Das Mädchen stand schnell auf. »Wie die Kinder haben wir uns ein glückseliges Leben eingebildet; Ihr aber seid den bösen Geistern des Krieges preisgegeben und auf der Schneide des Schwertes schwebt Euer Geschick und das meine. Ach, lieber Herr, ein Trugbild war die Hoffnung und eitel die Freude.« Die Tränen brachen ihr aus den Augen und sie barg das Angesicht über den Händen auf dem Tisch. »Haltet mich nicht für dreist,« bat sie aufsehend, »und denkt nicht, ich sei liebetoll. Ehe ich Euch kannte, war ich gefaßt, auch Schweres zu tragen, jetzt fühle ich mich hilflos wie ein Kind. Ich sehe die Feinde gegen Euch reiten, die Schwerter zücken, der Feuerstrahl fährt aus dem Rohr, das Pferd rennt dahin ohne den Reiter, und ich harre und weine.« Sie blickte wild wie auf eine Erscheinung.

»Ich schwor einen teuren Eid, bevor ich Euch sah,« sprach Bernhard, ergriffen durch die Leidenschaft der Jungfrau; »ich bin meinen Kriegsgesellen verpflichtet, solange das Tuch an der Standarte weht, mit ihnen zu reiten und ihr Schicksal zu teilen; das ist des Soldaten Los.
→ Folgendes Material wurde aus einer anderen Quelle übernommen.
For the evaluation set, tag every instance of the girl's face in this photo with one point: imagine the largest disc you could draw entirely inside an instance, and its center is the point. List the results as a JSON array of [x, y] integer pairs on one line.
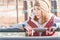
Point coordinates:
[[37, 11]]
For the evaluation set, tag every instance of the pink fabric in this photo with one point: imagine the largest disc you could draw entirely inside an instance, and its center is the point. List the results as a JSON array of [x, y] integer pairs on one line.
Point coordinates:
[[48, 25]]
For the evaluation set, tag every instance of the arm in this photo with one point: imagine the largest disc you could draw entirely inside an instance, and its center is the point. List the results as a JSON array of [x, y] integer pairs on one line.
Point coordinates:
[[56, 19]]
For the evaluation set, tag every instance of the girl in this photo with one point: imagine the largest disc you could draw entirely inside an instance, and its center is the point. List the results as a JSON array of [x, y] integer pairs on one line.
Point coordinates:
[[42, 18]]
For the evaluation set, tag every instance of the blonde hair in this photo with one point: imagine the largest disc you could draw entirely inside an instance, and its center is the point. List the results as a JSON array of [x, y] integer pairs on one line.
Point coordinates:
[[44, 4]]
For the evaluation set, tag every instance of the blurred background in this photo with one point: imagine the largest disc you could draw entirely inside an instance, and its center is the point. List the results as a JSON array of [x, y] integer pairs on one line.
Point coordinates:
[[17, 11]]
Wenn es uns bei den Schweden gerät, so muß ich mit meiner Kompanie im Felde liegen. Auch in diesem Falle komme ich wieder zu Euch und bitte, daß Ihr als Offiziersfrau mit mir haushaltet in unseren Quartieren. Ist dort das Leben unsicher, so frage ich Euch, herzliebe Jungfer, habt Ihr im Dorfe größere Sicherheit? Auch hier bürgt uns niemand dafür, daß nicht in der nächsten Stunde die Feinde an das Haus dringen. Das aber gelobe ich Euch, so wahr ich Euch liebe und so wahr ich für uns beide auf eine friedliche Zukunft hoffe, ich löse mich von der Fahne, sobald der Eid und die Ehre dies gestatten.« Er zog das Mädchen wieder an seine Seite, sie aber blieb den Abend still und feierlich und verhandelte draußen leise mit der alten Dienerin. Endlich brach sie das Schweigen: »Heut ist eine heilbringende Nacht und ich möchte in die Berge, ein wohltätiges Kraut zu holen, das man nach Vorschrift der Bücher und klugen Leute nur um Mitternacht aus dem Boden heben darf. Wollt Ihr mich begleiten, doch ohne ein Wort zu sprechen, so wäre mir‘s lieb.«

»Ich bin bereit«, sagte Bernhard verwundert. »Was Ihr wagt, soll mich nicht schrecken. Doch um Euretwillen, liebe Jungfer, warne ich vor der Stunde, welche dem Christen unheimlich ist.«

»Sorgt nicht,« antwortete Judith mit düsterem Lächeln, »ich vertraue, es ist keine Gefahr für Leben und Seligkeit.« Sie setzte sich wieder zu ihm, sprach ruhig und zutraulich und bat ihn, von seinen Kriegsfahrten zu erzählen. Das tat er gern, und schnell vergingen die Stunden, bis sie aufstand und bedeutsam sagte: »Jetzt ist es Zeit zu gehen.« Bernhard eilte in sein Quartier, holte seine Waffen, hüllte sich in den Mantel und weckte den Knaben.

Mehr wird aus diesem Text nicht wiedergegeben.